Authored by Gregg Hall, owner/operator Webcast & Beyond
One of the big advantages of live streaming today is the ability to affordably broadcast all kinds of events to specific target audiences. The availability of low-cost broadcast equipment and online streaming services has opened the door to practically any organization wishing to produce live content. In the quest to minimize production budgets whilst maintaining production quality I will discuss one approach to webcasting an event wherein one person wears the hats of many; namely 2 (or more) cameramen, the technical director, the sound engineer, and the encoding engineer. Mind you, this approach does not work for every situation but there are many events where this is totally feasible and opens the door to more business opportunities by keeping production costs to a minimum.
Let’s start by specifying the design requirements for this one-man webcasting system. First, it must be high definition. These days it is easy to acquire affordable cameras that shoot at 1080i and output either an HDMI or HD-SDI signal. I can’t overstate the importance of shooting in Hi-Def even when you are streaming at standard definition bit rates. The fact is HD sources look far superior to SD sources when encoded at lower bit rates. Secondly, it must be portable. By that I mean one person can transport the whole system by themselves when travelling by plane. Thirdly, the layout must be ergonomically efficient to allow one person access to all of the controls.

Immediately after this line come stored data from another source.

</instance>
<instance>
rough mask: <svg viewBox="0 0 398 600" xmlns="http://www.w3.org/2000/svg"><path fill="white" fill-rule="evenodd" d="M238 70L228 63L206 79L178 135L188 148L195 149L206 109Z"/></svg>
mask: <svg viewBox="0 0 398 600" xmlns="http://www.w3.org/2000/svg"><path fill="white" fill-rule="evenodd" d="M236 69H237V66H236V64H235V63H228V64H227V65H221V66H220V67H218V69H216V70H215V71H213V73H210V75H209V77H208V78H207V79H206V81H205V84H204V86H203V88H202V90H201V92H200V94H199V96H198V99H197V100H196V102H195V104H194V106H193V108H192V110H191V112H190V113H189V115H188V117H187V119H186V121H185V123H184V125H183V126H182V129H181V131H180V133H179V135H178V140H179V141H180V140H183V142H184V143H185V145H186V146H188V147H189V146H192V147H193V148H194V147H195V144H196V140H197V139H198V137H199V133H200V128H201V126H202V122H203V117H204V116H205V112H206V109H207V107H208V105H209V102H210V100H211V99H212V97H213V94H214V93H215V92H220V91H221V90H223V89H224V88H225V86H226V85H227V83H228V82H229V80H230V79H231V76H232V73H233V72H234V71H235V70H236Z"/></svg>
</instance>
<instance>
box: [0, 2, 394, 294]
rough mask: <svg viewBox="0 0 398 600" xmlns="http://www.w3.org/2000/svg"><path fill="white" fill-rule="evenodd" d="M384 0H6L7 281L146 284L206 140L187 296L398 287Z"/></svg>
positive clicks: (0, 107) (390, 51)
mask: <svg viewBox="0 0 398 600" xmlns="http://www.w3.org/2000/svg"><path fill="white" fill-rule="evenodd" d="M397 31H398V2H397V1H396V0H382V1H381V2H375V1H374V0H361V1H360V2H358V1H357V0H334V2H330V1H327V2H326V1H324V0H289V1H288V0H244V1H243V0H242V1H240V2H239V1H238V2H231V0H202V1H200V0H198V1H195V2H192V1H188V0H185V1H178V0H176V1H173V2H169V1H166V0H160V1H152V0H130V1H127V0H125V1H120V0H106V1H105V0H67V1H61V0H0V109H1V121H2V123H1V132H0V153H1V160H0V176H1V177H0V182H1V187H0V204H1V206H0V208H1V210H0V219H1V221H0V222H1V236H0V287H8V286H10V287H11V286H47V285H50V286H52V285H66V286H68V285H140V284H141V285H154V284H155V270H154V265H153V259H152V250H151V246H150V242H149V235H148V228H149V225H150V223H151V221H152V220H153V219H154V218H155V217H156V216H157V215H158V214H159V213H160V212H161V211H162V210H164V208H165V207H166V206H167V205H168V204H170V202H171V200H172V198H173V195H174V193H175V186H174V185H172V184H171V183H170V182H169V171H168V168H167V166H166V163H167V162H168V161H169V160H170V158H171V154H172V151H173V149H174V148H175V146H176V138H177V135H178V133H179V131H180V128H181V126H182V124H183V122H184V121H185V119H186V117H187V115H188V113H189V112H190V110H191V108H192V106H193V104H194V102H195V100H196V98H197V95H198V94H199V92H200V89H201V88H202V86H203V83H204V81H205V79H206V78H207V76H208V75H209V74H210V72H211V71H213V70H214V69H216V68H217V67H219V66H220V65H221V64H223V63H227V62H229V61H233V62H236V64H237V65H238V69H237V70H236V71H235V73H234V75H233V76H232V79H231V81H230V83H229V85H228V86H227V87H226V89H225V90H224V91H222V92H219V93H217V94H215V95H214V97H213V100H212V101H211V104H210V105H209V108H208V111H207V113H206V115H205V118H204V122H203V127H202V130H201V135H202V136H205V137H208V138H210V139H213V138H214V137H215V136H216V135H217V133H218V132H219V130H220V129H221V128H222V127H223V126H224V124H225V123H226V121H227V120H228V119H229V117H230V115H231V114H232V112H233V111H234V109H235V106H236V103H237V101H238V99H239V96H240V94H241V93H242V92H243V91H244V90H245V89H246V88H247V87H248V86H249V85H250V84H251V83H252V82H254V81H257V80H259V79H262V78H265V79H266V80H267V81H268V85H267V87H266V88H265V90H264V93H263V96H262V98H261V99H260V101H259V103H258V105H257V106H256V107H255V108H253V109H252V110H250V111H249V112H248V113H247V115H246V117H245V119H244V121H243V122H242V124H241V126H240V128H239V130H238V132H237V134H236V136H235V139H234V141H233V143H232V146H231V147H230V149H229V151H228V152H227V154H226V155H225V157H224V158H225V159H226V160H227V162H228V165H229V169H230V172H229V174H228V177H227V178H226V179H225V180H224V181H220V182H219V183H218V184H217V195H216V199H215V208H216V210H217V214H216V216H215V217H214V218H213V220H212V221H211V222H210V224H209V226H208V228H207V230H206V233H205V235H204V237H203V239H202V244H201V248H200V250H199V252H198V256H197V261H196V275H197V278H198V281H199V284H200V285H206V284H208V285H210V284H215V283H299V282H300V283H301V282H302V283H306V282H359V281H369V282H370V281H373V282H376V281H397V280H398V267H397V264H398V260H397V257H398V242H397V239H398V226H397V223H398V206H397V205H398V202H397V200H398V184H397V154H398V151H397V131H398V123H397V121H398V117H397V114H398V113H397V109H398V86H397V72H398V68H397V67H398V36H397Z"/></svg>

Here then is a list of the basic components needed:
Shown here is one of our portable systems deployed at a trade show. I was the one-man crew controlling the 2 cameras, switcher, audio mixer, and encoder. In this configuration 2 cameras are connected to a Black-Magic Design ATEM Television Studio Switcher. The switcher is very compact and affordable with a list price of only $1000. To use it, a laptop is employed as an external control surface, and a field HD television is used as a multi-view monitor. The ATEM has 6 inputs, a real-time H.264 output for recording an archive of the program stream and HDMI / HD-SDI outputs. The HDMI program out is routed to a Matrox O2 Mini external video capture device connected to a second laptop which acts as the encoder. A Mackie 1202 mixer receives a feed from the house PA system. The output then goes to a Behringer DEQ2496 processor which delays the audio 2 frames then converts it to a digital AES/EDU signal for input to the ATEM switcher. Also part of this system is a Matrox DVI convert which transcodes the screen of the host’s computer into an HD video signal that we can switch to as a video source. A pair of studio headphones monitors the audio from the Mackie mixer and also the encoder laptop. The encoder laptop also serves to monitor the webcast.